European Patent No. Al-0093079 describes a water-cooled, single-pole electrical plug-in connector for use in electric arc furnaces, in which the supply and discharge of cooling water, together with the electrical conductors, are controlled by the movable plug connector. done through parts. Since the cooling water also flows through the fixed part of the plug connector, it also cools the connection between the electrical conductor and the arc furnace.

A disadvantage of this known refrigerated electrical connector is that it is expensive to manufacture. Furthermore, live parts are only partially insulated. Furthermore, this known plug-in connector, which is complicated to handle, is not suitable for lasers, since the pumping lamps have to be replaced relatively frequently.

Therefore, it is decided to cool only the part of the plug-in connector that comes into contact with, for example, a bombing lamp in the case of a laser device, or a power consuming device in the case of another device.

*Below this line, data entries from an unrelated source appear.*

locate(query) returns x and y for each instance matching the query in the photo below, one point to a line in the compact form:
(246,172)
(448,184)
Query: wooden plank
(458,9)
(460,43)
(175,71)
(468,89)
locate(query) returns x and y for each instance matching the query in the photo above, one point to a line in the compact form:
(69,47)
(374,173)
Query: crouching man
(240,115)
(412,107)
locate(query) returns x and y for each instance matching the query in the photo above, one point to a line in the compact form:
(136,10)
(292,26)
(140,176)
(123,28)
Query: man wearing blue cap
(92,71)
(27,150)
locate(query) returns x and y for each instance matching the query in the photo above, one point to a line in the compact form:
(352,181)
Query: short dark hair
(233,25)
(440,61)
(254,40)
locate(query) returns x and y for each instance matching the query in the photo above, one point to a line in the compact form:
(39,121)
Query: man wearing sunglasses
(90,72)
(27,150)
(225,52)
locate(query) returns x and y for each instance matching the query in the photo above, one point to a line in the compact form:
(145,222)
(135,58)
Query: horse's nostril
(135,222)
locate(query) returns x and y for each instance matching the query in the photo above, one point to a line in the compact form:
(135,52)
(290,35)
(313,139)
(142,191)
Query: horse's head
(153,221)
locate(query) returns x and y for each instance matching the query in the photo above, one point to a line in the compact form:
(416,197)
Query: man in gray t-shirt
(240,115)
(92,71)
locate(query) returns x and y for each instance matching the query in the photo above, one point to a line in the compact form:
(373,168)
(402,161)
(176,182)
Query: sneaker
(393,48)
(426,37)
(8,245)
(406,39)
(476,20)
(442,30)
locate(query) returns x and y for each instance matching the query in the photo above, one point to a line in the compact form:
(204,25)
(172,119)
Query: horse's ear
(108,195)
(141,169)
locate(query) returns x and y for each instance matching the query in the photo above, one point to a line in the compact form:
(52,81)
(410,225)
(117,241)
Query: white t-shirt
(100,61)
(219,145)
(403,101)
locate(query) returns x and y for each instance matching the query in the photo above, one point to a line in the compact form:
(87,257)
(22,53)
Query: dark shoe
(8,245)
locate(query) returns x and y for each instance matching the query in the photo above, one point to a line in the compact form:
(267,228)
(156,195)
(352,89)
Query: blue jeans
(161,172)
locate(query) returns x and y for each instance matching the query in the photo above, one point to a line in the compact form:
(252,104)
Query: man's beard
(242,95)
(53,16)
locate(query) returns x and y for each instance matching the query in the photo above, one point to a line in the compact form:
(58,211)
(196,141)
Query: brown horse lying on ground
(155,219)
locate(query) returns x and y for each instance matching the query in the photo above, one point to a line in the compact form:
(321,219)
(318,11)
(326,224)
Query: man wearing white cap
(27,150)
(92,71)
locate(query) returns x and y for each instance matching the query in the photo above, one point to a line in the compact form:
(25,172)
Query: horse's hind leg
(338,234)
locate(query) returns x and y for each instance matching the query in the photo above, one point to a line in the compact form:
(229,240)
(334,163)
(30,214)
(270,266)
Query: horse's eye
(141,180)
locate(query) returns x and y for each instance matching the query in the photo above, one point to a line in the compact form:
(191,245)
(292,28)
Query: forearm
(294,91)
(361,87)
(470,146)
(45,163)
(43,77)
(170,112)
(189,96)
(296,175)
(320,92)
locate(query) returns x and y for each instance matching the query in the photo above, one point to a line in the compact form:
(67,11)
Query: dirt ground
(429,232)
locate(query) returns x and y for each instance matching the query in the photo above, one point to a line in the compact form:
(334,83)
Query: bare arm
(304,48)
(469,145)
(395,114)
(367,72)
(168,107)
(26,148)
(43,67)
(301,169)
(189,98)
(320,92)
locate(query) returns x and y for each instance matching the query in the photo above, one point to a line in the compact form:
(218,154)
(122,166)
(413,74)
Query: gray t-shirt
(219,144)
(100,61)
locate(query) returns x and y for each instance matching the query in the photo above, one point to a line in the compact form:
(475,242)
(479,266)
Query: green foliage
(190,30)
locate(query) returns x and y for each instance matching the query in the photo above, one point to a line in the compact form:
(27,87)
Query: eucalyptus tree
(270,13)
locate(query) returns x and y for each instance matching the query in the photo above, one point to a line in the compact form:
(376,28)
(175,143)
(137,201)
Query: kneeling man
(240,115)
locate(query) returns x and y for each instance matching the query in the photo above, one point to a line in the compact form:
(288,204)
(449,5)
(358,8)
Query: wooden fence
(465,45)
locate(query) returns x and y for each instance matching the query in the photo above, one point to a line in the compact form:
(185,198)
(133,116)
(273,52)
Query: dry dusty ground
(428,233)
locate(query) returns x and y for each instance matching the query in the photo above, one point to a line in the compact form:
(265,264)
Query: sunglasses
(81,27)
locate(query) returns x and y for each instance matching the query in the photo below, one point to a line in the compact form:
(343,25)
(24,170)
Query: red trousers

The object underlying the invention is therefore that it should be easy to remove, fully insulated and simple to assemble and operate, and that the cooling should be as simple as possible without causing any disturbance to the current supply. It is an object of the present invention to provide such a cooled electrical plug-in connector that is sufficient for cooling.

[Means for solving problems]

According to the present invention, the above-mentioned problem can be solved by forming thermal contact surfaces on both of the two coupling members, and when the plug connectors are inserted together, the thermal contact surfaces are the thermal contact surfaces in the cooling coupling member have a small thermal resistance to the cooling medium; and at least one of the movable coupling members has a thermal resistance. The small electrically conductive portion of the is connected to a component made of an electrically insulating and highly thermally conductive material, which component has itself formed with a thermal contact surface or has a thermally conductive surface. This problem is solved because the contact surface is connected to the member on which it is formed with a low thermal resistance.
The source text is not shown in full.